Surgical removal is the only known curative therapy for treating malignant GISTs. Stomach lesions can be treated endoscopically with snare resection, laser ablation, or mucosal resection.^8,9 Other options include open procedures involving local and wedge resections or gastrectomy. Newer treatment methods are completed laparoscopically, providing a shorter period of recovery, better immune response, and an earlier discharge. The median survival rate of a recurrent GIST after resection was only 15 months prior to the introduction of imatinib. ¹⁰ Imatinib mesylate is a targeted therapy against cancer cells—specifically, an inhibitor of signal transduction (i.e., a protein tyrosine kinase inhibitor). This drug essentially repairs the inactive conformation of the KIT gene.^10,11 Treatment with this drug therapy has become the standard protocol for dealing with solid masses of the GI tract.

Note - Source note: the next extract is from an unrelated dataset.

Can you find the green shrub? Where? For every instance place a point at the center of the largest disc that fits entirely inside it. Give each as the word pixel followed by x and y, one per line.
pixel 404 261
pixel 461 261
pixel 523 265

Despite this success, GISTs are not always completely resolved with targeted therapy. If there is any progression in the tumor within 6 months of treatment, 50% of these patients will relapse after 2 years.^10,11 In terms of secondary resistance, progression of the tumor can appear as an increase in the density of the tumor as opposed to an increase in the actual size. When visualized with CT, it can also appear as a hyperdense lesion within a hypodense lesion. ³ The prognosis of a low-risk GIST after a complete resection is promising, with a 5-year survival rate up to 30%.^2,9 The most common time frame that a GIST will return is within 3 and 5 years of resection; however, this recurrence is strongly correlated to the size, location, and mitotic rate of the tumor. However, GISTs can be very unpredictable, so it is imperative that long-term follow-up be implemented for each patient, regardless of whether the tumor was originally malignant or benign. ¹² In a study by Dematteo et al. in 2000 involving 200 patients with GISTs, more than half had gastric GISTs. ¹³ Ninety-three of those patients had primary GISTs and opted for resection, with a median survival rate of 54%. In a study by Fujimoto et al. of 140 patients with GISTs, of the 129 that had “curative” treatment, the survival rates were 88% to 93%. ¹⁴

Conclusion

GISTs are among the most common mesenchymal tumors of the GI system. ² Complete surgical resection of a GIST remains the primary treatment option; however, these are all considered on a case-by-case basis. The present case shows that sonography can play an important role as an imaging modality to detect an abnormality outright and assist in proper diagnosis. Prompt detection and diagnosis are critical to provide the patient with proper treatment.